一通りに訓練を終えたが、みんな何となく感覚はわかったものの、まだまだ自分でやるのは苦労しているようだったので、
「時間のある時、そうだな、寝る前にでも座禅を組んでやってみるといい。最初はほんの10分もやれば十分成果は出るはずだ。慣れてきたら徐々に時間を増やしていけばいい」
と家でも簡単にできる訓練方法を教えてやる。
するとまた全員が、大きな声で、
「はい!」
と返事をしてくれた。
(こうして、やる気のある若者の姿をみるというのは、いい刺激になる。私も負けていられないな)

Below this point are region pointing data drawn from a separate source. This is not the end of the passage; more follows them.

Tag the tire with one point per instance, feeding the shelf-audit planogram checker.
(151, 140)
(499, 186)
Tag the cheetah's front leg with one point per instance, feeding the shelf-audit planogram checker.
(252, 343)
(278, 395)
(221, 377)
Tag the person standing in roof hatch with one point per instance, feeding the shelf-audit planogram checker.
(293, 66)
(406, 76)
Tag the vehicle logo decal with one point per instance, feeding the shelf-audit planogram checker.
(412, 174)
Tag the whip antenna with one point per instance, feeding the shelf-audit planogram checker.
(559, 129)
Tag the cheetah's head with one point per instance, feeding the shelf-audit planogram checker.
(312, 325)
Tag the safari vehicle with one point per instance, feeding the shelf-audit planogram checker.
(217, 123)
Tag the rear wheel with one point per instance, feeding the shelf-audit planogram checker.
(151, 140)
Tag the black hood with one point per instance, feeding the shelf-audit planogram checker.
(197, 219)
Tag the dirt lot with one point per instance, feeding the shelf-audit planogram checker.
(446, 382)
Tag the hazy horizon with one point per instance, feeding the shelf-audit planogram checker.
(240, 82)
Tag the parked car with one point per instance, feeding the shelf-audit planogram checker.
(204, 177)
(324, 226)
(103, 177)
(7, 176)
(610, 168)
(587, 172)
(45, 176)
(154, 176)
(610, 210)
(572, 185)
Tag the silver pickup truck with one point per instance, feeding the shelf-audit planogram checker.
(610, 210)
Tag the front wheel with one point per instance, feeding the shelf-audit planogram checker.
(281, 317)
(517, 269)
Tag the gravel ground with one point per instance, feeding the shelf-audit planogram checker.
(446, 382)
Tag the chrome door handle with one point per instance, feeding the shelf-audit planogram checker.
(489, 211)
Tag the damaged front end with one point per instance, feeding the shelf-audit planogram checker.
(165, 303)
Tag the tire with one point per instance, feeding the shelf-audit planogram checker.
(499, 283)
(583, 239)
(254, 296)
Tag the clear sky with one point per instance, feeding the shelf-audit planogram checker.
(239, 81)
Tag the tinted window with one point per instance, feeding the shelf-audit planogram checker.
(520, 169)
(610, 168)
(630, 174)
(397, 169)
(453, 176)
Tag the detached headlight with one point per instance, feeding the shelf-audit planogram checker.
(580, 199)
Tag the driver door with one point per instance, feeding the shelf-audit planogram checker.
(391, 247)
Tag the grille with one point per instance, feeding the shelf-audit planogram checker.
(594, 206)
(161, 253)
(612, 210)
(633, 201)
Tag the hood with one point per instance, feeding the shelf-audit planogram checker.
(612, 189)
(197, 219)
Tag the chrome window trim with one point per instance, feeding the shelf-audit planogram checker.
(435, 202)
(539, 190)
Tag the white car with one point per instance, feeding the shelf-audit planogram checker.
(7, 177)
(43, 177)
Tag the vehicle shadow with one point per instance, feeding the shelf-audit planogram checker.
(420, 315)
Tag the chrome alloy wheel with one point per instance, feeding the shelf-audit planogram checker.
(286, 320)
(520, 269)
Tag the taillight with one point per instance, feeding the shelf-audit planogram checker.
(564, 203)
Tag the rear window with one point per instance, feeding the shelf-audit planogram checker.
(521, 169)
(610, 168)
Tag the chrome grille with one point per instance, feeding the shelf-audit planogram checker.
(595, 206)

と最近、そういう訓練をおろそかにしがちだった自分のことを振り返りつつ、私もその基礎訓練に参加する。
しかし、集中し過ぎたのだろうか。
途中で、
「にゃぁ!」(おい、いい加減、飯にせんか!)
と、訓練場までやって来たチェルシーに催促の声を掛けられてしまった。
「おっと。すまん。集中し過ぎてしまったようだ。ああ、みんなもすまんな。腹が減っただろう。訓練はいったん切り上げだ。今日教えたことをしっかり復習しておいてくれよ」
と言って、さっそく家に戻る。
ぷんすかと怒るチェルシーを撫でて宥めてやっていると、さっそくサユリが飯を運んできてくれた。
「今日のお昼は肉うどんですよ」
「おお。それはいいな。いただきます」
「にゃ」(いただきます)
と言ってさっそくうどんをすする。
サユリの肉うどんはやや甘い味付けで、訓練で汗をかいた体にじんわりとしみていくような優しい味付けがしてあった。
午後、剣術組の稽古でも同じようにコツを教える。
おそらく、これが出来るようになれば身体強化ももっと効率的に長い時間行えるようになるだろうし、防御魔法の発動もずいぶんと速くなるだろうと教えると、みんな一生懸命訓練に取り組み始めた。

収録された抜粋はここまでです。